Common themes emerged during the speeches and promises offered during the ceremony at the East Somerville Community School Monday night marking the inauguration of Mayor Joe Curtatone for an unprecedented sixth term and the swearing-in of members on both the Board of Alderman and School Committee.
Politics is politics, so there will always be the same buzzwords in such speeches, regardless to which particular board, committee or position the person behind the lectern has been elected. Hope and teamwork, progress and learning from the past aren’t necessarily anything new when reassuring voters that majority rule ruled the right way at the polls.
Even a political cynic, though, could pick up on the Somervilleness (let’s pretend it’s a word) of Monday’s speeches. The city that was once home to immigrants is still home to immigrants looking to equally assimilate and add to the culture they have joined. The city that seemed perhaps like an afterthought of urban “planning,” the city that was a place to put factories and industries when there was nowhere else for them to go and the city that served as a way to get from “A” to “B” without ever being considered either “A” or “B,” has become something very different in the past 10 or 15 years – nevermind the past 50 or 100.
The challenge now, when one listened to the commonality of references and visions Monday, is to take the city’s internal (and collective) perception of itself and bring that outside for all to see. That will take time, planning, consensus and, of course, money. All, obviously, easier said than done.

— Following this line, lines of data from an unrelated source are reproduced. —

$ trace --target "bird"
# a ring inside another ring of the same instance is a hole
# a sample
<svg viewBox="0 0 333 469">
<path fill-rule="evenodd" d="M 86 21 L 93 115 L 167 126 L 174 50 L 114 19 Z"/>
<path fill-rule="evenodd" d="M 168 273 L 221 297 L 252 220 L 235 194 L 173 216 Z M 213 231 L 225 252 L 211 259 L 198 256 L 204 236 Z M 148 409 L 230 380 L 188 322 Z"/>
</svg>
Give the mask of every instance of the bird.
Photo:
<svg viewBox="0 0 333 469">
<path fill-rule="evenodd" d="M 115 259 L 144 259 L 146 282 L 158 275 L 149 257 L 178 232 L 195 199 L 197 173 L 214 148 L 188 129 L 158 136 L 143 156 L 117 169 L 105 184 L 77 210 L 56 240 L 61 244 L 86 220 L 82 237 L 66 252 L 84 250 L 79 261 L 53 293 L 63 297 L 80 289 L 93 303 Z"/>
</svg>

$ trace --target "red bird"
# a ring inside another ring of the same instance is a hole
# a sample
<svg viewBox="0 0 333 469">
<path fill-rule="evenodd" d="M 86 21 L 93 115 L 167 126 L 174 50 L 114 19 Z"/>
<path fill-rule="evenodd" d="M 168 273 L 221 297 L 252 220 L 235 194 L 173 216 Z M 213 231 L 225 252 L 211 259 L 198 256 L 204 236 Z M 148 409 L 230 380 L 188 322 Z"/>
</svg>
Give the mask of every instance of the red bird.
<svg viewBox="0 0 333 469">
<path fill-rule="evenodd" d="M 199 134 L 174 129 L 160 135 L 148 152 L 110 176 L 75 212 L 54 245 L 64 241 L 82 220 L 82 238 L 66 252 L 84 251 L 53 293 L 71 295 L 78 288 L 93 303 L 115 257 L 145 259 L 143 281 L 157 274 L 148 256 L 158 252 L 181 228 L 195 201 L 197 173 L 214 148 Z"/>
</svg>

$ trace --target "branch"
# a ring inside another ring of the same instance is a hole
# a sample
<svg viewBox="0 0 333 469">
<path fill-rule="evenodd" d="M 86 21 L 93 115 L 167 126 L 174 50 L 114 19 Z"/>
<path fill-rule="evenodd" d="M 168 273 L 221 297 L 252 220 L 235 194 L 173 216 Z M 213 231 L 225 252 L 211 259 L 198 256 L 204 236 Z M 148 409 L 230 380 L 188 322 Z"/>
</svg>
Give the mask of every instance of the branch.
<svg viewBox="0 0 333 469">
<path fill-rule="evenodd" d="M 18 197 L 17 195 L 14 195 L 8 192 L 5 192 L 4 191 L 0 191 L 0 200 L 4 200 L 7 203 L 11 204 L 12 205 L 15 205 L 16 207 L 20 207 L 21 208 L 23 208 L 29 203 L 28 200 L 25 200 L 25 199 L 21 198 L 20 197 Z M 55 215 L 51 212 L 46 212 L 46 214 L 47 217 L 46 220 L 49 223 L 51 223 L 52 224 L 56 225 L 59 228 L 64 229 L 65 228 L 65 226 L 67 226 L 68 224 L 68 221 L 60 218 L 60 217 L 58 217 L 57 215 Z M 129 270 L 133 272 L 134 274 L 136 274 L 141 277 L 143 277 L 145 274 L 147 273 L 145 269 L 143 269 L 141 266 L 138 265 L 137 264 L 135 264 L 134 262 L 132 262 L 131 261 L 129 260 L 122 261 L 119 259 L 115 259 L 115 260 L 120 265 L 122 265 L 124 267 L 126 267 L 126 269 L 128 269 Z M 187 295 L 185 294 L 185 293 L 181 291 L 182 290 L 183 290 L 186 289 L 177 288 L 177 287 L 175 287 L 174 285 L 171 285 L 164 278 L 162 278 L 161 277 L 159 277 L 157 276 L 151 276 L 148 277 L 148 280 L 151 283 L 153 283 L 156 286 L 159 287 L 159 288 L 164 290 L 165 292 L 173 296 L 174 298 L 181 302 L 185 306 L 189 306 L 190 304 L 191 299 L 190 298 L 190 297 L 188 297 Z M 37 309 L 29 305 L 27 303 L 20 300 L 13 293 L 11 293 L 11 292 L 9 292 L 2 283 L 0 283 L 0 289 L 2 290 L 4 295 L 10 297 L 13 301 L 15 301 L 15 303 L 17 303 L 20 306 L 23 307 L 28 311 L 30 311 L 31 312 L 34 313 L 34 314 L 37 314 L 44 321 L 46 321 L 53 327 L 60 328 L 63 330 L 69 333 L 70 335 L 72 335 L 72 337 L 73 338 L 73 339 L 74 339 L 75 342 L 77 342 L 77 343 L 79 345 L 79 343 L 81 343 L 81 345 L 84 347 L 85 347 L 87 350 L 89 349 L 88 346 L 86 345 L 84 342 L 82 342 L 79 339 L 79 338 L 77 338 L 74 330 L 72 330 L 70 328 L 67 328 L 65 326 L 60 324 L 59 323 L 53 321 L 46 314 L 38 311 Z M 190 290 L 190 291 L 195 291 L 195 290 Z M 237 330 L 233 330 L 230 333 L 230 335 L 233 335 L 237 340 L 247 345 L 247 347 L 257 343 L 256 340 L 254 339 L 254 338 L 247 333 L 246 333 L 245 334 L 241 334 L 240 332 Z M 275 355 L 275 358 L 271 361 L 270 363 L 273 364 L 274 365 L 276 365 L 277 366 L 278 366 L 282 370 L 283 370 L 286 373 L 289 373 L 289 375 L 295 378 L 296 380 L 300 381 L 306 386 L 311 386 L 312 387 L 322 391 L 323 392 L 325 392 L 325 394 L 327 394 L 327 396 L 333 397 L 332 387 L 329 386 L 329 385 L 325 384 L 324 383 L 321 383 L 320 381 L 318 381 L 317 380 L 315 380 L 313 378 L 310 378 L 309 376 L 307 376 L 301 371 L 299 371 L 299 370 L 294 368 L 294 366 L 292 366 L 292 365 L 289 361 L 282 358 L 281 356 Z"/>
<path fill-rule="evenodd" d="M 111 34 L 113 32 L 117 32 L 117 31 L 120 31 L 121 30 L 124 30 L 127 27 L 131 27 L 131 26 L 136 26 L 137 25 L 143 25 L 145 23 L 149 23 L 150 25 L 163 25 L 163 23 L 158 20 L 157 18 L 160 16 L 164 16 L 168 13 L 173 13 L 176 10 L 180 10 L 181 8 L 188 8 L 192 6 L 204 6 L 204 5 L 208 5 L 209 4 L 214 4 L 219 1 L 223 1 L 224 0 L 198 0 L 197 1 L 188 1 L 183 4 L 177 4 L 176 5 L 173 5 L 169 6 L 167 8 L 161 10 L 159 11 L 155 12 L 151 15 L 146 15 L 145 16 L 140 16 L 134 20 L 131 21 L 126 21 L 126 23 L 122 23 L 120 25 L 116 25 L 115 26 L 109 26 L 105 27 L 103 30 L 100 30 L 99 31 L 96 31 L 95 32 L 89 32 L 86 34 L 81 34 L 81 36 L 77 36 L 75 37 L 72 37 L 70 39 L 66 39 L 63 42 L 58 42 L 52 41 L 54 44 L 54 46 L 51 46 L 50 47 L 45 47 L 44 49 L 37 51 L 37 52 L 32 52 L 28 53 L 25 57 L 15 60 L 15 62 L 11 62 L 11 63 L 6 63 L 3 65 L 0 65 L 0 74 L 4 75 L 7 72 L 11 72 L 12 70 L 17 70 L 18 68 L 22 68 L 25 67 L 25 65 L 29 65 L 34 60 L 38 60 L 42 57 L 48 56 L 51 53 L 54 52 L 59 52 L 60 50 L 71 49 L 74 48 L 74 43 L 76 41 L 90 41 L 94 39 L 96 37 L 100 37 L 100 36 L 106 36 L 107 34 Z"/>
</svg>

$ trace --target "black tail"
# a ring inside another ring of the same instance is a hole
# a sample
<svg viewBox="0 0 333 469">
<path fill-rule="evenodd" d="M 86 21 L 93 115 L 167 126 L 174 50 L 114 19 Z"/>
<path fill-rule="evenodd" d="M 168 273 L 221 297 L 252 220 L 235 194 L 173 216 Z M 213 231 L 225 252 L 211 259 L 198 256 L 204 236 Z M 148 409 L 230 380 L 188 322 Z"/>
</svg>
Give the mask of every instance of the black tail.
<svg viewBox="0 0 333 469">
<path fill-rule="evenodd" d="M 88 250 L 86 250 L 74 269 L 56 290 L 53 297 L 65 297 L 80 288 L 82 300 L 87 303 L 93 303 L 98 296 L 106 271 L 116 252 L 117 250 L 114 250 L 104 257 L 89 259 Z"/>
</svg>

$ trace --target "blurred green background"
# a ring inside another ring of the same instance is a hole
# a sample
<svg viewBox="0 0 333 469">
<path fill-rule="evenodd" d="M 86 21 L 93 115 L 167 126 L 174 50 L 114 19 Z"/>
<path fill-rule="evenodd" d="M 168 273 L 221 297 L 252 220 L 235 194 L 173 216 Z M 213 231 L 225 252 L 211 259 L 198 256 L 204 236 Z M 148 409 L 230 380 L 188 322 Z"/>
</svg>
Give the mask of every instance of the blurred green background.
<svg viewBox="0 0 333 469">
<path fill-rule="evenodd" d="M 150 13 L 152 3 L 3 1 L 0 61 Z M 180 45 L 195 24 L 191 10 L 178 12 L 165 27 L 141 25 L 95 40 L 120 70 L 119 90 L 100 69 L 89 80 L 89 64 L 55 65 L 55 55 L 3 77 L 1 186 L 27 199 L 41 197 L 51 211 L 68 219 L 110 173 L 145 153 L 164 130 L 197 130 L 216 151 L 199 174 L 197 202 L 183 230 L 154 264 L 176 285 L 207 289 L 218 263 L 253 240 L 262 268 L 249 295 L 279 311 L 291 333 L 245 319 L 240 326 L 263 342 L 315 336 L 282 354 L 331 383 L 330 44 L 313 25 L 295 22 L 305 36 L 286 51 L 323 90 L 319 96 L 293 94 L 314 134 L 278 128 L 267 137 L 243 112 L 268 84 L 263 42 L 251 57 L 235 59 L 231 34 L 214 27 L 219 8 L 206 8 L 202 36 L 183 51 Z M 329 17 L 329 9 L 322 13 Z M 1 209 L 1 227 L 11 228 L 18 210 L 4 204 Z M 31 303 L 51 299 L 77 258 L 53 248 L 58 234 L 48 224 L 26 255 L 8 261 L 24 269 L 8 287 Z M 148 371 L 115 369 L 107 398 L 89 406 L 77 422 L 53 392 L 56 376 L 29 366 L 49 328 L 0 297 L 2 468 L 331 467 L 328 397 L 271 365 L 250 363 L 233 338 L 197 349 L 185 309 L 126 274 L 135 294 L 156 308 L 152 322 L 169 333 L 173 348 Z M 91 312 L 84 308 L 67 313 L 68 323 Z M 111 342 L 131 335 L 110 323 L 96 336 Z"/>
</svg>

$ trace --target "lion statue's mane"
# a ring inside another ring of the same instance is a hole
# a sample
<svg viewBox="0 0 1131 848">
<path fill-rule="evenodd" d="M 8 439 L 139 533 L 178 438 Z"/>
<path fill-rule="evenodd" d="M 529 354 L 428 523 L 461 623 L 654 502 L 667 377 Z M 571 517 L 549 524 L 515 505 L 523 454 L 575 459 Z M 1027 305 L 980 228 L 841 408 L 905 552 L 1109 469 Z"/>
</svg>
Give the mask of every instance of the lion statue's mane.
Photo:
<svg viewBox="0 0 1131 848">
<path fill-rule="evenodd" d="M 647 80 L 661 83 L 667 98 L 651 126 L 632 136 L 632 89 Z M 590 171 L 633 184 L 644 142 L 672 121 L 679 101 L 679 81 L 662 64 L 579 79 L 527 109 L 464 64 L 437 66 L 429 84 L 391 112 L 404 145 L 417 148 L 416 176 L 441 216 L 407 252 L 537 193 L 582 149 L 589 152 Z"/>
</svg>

Contradictions and tensions exist even when there seems an apparent agreement on the overarching opinion of where the city should go and how it should change in the very-near and not-so-very-near future. Yes, everyone wants Somerville to be affordable, but people want it to also be innovative and eye-catching, forward moving and fabulous.
Making it “hip,” however, begs the question: hip to whom? And making it affordable begs the question: affordable at what cost? Stuck between the two “Gs” of “ghetto” and “gentrification,” the city and its leaders are, as many speeches noted Monday, at a crossroads.
While the decisions they face are not easy ones, at least the initial sense of agreement expressed during the first few days of this new year offers some hope that some sort of answers are out there.
We elect our leaders to lead. And while we will hold them to their words now that they’ve been sworn in, we also hope they will listen to ours.